Выбрать главу

Ребенком Вирайе посчастливилось попасть на Столетний праздник — когда столицу посетил тот, кого мог видеть только иерофант. Запомнились глубокие, как канавы, каннелюры на чудовищных стволах колонн; насыщенный благовониями дымный полумрак, спертое дыхание толпы, зеленоватые блики гигантского диска на алтаре. Затем вспышка ослепительного света, отец, падающий на колени вместе с тысячами людей, отцовская рука, прикрывающая глаза Вирайи. Наконец, когда сердце готово разорваться, — первые, многократно усиленные слова божества…

Передняя машина заиграла хвостовыми огнями, приказывая тормозить. Надвинулись, как утесы, два пилона, словно черный портал раскрыл руки для объятий. Вирайя остановил машину, вылез, запер дверцу. Придется ли отпереть? Влажный океанский ветер вливался в устье каменных громад. Вестники хлопнули дверцами машин, встали по обе стороны, рослые, как деревья.

Подобно двери на хорошо смазанных петлях, повернулся в основании пилона мраморный блок размером с вагон. Архитектору отчаянно захотелось оглянуться на сверкающую набережную, до отказа заполнить легкие свежим соленым воздухом. Не посмел. Шагнул в темноту и пошел, вытянув перед собой руки. Чуть вздрогнул пол под ногами, когда вернулся на место мраморный блок. Вздрогнув еще сильнее, пол поехал в сторону.

Цветные пятна множились, дробились, плясали в глазах Вирайи: мозг не терпел полной темноты. Пол, с лязгом наткнувшись на что-то, нажал снизу так резко, что ноги согнулись в коленях, и помчался вверх. Долго ли поднимался Вирайя? Он не смог бы сказать. Но сознание уже отказывалось работать, а язык — молиться.

Раскрылось внезапно звездное небо, и под свежим, ветреным его куполом предстала, словно паря среди светил, квадратная шахматная площадь, — красные и белые плиты, — окаймленная цепью алых огней… Пол-подъемник стал одной из красных плит. Жезл вестника легонько толкнул Вирайю в спину, посылая вперед.

Площадь, венчавшая Храм, служила подножием «черной стреле», летательной машине, с телом поджарым и хищным, как у молодой акулы, с золотыми дисками на треугольных плавниках. Архитектора посадили в кабину, и Вестник за штурвалом, не оглядываясь, опустил стеклянный колпак.

Так вот оно что! Значит, его ждут не в столичном Храме?

Значит… Вирайя пустил в ход все остатки своей силы, чтобы не потерять сознание от нового, ужасного открытия.
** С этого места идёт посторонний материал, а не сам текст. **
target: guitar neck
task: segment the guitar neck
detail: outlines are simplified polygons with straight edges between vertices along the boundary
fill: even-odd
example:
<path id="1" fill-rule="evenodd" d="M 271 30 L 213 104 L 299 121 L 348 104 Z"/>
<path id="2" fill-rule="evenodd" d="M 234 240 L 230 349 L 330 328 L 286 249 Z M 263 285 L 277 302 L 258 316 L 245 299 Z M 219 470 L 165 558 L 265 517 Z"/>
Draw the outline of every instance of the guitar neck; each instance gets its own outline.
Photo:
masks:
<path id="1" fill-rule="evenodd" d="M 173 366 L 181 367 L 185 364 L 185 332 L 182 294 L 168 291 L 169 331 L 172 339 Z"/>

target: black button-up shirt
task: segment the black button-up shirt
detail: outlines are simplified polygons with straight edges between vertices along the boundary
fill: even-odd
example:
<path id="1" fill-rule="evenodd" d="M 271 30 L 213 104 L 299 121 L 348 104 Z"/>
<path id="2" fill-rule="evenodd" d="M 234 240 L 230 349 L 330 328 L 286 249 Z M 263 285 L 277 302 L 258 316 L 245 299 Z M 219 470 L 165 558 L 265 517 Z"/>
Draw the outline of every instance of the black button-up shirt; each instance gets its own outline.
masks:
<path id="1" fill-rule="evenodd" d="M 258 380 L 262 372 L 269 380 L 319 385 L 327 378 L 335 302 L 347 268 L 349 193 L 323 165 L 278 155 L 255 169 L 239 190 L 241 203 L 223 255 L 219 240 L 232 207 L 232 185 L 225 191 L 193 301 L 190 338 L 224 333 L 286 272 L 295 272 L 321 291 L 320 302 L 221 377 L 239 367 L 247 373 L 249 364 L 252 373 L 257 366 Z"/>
Проснувшись, машина забормотала что-то угрожающее человеку, разбудившему ее. Глухой рокот превратился в громовое рычание. Но человек не отставал, и «стрела», закатившись трескучим свистом, стала все сильнее дрожать всеми сочленениями.

В неприметный, почти равный смерти миг шахматная площадь провалилась в темноту, грудь стиснул жесткий обруч, и сверла вонзились в уши.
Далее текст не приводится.